Taleban is rounding up Afghans on blacklist, says private intel report

A Taleban fighter walks past a beauty salon with images of women defaced using spray paint in Kabul. PHOTO: AFP

OSLO (REUTERS) - The Taleban has begun rounding up Afghans on a blacklist of people they believe have worked in key roles with the previous Afghan administration or with US-led forces that supported it, according to a report by a Norwegian intelligence group.

The report, compiled by the RHIPTO Norwegian Centre for Global Analyses and seen by Reuters, said the Taleban was hunting individuals linked to the previous administration, which fell on Sunday when the Islamist militant movement took Kabul.

"Taleban is intensifying the hunt-down of all individuals and collaborators with the former regime, and if unsuccessful, target and arrest the families and punish them according to their own interpretation of syariah law," said the report, dated Wednesday (Aug 18).

"Particularly at risk are individuals in central positions in military, police and investigative units."

The non-profit RHIPTO, which makes independent intelligence assessments, said the Afghanistan report was shared with agencies and individuals working within the United Nations.

"This is not a report produced by the United Nations, but rather by the Norwegian Centre for Global Analyses," said a UN official, when asked for comment.

A Taleban spokesman did not immediately respond to a request for comment on the report.

Since seizing Kabul, the Taleban has sought to present a more moderate face to the world, saying it wanted peace and would not take revenge against old enemies.

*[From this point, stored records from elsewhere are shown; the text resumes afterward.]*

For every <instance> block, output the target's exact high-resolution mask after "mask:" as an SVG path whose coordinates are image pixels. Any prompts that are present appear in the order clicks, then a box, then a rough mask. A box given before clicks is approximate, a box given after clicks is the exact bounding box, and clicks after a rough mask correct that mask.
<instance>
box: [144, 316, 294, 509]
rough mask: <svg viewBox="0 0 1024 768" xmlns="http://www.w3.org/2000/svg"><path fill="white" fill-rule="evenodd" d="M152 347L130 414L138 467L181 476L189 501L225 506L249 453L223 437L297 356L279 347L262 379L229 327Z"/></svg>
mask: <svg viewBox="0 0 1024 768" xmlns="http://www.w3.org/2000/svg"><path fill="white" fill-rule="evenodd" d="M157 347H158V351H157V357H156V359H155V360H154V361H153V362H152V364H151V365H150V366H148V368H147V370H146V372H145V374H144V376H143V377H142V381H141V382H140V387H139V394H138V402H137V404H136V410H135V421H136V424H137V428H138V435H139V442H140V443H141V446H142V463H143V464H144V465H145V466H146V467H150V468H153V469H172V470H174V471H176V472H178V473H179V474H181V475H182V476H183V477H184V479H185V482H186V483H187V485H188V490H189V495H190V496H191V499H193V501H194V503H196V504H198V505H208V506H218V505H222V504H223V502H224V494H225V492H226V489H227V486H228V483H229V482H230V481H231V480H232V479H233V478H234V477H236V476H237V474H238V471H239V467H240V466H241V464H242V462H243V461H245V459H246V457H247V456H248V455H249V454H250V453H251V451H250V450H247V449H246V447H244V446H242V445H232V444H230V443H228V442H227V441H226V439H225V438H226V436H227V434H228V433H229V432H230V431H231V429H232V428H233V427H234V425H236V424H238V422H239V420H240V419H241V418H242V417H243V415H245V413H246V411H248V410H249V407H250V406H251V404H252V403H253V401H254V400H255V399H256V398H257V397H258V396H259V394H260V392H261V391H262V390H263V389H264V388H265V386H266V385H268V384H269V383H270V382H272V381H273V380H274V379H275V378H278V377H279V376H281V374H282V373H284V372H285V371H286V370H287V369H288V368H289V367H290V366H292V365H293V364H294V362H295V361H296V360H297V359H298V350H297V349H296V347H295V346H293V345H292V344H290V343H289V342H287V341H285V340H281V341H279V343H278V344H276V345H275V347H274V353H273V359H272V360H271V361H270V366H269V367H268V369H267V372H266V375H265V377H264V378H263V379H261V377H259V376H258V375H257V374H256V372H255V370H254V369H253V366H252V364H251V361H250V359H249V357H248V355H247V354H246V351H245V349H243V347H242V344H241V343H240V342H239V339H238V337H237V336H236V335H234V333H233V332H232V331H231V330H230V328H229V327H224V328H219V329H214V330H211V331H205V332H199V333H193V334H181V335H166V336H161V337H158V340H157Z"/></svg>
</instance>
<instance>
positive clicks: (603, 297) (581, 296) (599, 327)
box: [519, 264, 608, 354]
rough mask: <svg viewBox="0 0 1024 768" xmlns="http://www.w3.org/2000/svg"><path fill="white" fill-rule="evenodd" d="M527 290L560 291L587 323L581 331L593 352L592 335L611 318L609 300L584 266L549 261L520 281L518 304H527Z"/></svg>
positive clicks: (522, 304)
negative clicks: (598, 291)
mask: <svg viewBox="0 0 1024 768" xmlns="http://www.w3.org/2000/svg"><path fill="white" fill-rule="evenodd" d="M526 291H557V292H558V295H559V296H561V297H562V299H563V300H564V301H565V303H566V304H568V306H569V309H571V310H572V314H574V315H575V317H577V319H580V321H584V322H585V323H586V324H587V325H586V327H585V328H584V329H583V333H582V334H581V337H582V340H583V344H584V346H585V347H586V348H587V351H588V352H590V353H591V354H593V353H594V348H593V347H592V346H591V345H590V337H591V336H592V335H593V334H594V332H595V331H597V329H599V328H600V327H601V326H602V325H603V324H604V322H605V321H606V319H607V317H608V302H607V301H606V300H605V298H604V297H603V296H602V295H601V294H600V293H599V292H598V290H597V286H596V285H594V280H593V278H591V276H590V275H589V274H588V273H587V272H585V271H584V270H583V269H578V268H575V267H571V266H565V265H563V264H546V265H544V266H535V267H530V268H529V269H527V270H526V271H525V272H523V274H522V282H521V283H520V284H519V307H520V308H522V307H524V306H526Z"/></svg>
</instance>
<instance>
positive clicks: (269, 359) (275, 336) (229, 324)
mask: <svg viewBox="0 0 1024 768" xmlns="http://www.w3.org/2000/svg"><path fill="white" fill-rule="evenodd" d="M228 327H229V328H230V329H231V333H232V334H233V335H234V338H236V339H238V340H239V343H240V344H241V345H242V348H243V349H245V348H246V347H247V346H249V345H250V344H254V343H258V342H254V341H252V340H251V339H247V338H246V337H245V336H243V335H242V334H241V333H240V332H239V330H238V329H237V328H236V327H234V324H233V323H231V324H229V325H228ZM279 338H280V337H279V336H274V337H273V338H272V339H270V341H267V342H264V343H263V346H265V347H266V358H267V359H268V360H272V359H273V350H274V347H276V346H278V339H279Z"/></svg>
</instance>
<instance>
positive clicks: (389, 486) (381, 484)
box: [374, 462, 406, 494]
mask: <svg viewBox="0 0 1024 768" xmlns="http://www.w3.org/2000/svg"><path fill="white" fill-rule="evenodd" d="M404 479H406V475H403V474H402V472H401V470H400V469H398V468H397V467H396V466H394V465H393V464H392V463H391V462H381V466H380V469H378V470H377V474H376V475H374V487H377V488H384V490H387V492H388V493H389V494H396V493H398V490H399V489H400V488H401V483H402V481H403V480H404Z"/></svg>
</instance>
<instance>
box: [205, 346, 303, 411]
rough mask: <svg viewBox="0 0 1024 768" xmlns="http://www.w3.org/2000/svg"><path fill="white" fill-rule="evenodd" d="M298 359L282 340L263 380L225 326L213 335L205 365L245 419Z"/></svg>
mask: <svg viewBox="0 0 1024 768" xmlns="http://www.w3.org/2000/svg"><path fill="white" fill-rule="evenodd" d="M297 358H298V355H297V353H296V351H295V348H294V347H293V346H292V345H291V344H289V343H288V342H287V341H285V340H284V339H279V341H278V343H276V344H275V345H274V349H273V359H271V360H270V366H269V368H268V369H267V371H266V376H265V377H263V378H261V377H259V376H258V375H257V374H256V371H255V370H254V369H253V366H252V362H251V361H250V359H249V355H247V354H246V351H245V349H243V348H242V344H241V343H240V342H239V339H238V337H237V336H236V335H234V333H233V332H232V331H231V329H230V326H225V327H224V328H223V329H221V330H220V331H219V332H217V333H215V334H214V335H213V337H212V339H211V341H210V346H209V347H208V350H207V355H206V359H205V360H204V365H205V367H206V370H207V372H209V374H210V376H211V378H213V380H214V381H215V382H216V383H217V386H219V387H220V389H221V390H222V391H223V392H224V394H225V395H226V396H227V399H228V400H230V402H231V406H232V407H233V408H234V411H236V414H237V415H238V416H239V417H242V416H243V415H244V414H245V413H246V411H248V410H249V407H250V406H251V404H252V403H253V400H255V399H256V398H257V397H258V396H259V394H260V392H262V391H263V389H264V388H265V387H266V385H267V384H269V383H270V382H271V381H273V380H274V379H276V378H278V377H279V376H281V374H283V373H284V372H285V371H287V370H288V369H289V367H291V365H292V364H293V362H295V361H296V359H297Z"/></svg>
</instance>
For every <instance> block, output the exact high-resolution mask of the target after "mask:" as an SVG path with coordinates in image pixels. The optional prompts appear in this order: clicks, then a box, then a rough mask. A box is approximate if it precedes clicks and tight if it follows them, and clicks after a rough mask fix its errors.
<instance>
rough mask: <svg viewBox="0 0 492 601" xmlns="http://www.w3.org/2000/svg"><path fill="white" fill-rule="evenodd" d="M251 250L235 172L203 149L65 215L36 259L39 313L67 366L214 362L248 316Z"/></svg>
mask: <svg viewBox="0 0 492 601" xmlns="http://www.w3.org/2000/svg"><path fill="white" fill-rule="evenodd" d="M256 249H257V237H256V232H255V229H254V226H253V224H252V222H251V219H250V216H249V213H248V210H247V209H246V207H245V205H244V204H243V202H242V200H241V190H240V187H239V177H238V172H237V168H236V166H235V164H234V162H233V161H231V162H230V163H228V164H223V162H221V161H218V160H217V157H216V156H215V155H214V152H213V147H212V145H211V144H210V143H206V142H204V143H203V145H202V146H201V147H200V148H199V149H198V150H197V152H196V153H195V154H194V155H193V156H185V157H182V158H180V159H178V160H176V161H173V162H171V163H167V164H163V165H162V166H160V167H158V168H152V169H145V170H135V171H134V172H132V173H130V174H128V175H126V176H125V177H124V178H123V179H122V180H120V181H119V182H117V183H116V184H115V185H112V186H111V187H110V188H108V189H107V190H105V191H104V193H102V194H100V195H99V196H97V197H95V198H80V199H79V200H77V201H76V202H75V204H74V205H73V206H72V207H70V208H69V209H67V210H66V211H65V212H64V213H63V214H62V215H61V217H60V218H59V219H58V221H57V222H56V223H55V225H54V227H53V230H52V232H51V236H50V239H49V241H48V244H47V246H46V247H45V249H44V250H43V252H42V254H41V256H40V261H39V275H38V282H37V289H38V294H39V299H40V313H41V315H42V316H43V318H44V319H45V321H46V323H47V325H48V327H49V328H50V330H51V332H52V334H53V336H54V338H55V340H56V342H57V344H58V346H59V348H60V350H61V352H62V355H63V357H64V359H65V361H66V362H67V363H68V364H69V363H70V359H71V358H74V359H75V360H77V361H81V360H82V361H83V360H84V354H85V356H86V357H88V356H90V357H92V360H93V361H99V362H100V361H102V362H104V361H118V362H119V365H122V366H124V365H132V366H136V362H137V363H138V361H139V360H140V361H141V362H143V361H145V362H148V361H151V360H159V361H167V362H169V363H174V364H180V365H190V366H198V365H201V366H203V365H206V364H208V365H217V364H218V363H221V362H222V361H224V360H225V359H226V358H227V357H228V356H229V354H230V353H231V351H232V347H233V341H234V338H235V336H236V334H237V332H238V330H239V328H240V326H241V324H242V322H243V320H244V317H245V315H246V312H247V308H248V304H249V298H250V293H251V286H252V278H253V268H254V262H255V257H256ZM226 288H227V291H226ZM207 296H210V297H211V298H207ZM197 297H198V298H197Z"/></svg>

The four-page report reproduced a letter it said had been written to one alleged collaborator who was taken from his Kabul apartment this week and detained for questioning over his role as a counter-terrorism official in the previous government.

Reuters could not independently verify its authenticity.

The letter, dated Monday, from the Islamic Emirate of Afghanistan's Military Commission, noted that the detainee had travelled to Britain as part of his role "which indicates you have had excellent relations with the American and British".

"If you do not report to the commission, your family members will be arrested instead, and you are responsible for this. You and your family members will be treated based on syariah law," the letter said, according to a translation given in the report.

The detainee's name was redacted.

Separately, a senior member of the security forces of the ousted administration sent a message to journalists saying that the Taleban had obtained secret national security documents and Taleban was arresting former intelligence and security staff.